Things I thought I’d never have to say, Vol. 1

They came, and they went. (Pun intended.)

“No mom, I’m not in a kinky sex cult.”

And yet, here I was saying it to my mom, whose friends had told her horror stories about the Furries, and she was … well, concerned.

The Furries say "Hello."

Let’s back this up a bit. As every Pittsburgher knows, the Furries hold their annual gathering here. Seeing people walking around with anything from a tail to tail and ears to full-blown get-ups that include heads with blinking eyes and animatronic mouths that open and close and noses that wrinkle is fairly common. So, Furry Watching has become a new event for a lot of us. Go Downtown, take pictures of them or with them, and generally watch them do their thing and be amused.

This year was my first year going down, and I was with my buddy Chris, who is a veteran Furry watcher. And honestly, we had a great time. The Furries folks are generally very friendly, always willing to pose for a camera shot and, in general, seem to be having a great time. Chris and I managed to sneak in to watch the Furries parade, and also walked around to see the convention center — it was a blast. It was kind of eye-opening, too. I mean, there were like 1,000 Furries with full-bore costumes going on, and over 30,000 there in attendance. Never could believe that there would be so many people there, and that I would be down watching them. I guess they were the second largest convention this year, only trailing the NRA. (And truth be told, I’d rather have the Furries back than those NRA assholes who kept gridlocking traffic downtown.)

Flash forward a few weeks later, and it’s my nephew’s birthday party. I’m talking to my brother-in-law about the whole thing. We laugh as we always do. I think nothing of it.

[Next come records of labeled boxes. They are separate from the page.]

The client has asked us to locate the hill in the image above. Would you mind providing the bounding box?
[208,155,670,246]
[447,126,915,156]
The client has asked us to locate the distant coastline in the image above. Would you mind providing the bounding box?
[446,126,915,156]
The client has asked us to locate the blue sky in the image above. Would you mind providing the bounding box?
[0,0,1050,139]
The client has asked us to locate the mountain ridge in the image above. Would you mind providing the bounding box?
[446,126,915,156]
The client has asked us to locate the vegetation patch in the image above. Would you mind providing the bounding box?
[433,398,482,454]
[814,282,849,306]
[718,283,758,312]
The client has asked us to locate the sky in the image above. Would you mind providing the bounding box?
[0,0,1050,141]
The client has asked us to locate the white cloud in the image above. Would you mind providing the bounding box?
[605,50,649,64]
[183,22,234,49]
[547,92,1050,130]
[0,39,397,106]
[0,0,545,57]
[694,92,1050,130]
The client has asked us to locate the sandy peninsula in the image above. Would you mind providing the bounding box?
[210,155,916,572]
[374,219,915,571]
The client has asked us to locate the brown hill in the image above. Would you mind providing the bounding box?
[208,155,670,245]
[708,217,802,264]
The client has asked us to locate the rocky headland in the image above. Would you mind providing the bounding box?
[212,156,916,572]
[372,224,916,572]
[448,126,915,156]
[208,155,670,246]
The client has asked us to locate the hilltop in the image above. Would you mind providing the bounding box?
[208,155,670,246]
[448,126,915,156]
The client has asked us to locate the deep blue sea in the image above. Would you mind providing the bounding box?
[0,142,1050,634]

About a week later is when I got the call. Mom explains that she overheard me saying that I went to see The Furries. I say yes. She then says, “I have a question to ask you,” and then goes on with the usual claptrap that surrounds the group. “My friend says that they’re nothing but a kinky sex cult, and there’s Furries porn, and that some defecate into litter boxes and have the hotel staff empty them” …. That’s when I started laughing. I explained to her that there is a sex side to it, but for the most part, it’s just people who like dressing up as animals. It goes a bit deeper for some, but just like any group, you have your casual folks and your hardcore obsessives. I also told her that while there is, indeed, Furries porn, there is also porn for just about everything else, including the Smurfs, Cinderella, and just about anything else one can imagine. She seemed satisfied and to understand what I was saying.

“But I still have to ask you something ….”

“No mom, I’m not in a kinky sex cult. I mean, if I were, I think I would be a little more discreet than to talk about it at my nephew’s birthday party.”

She laughed, and that was that.

I still have no idea of what kind of man my mom thinks she raised.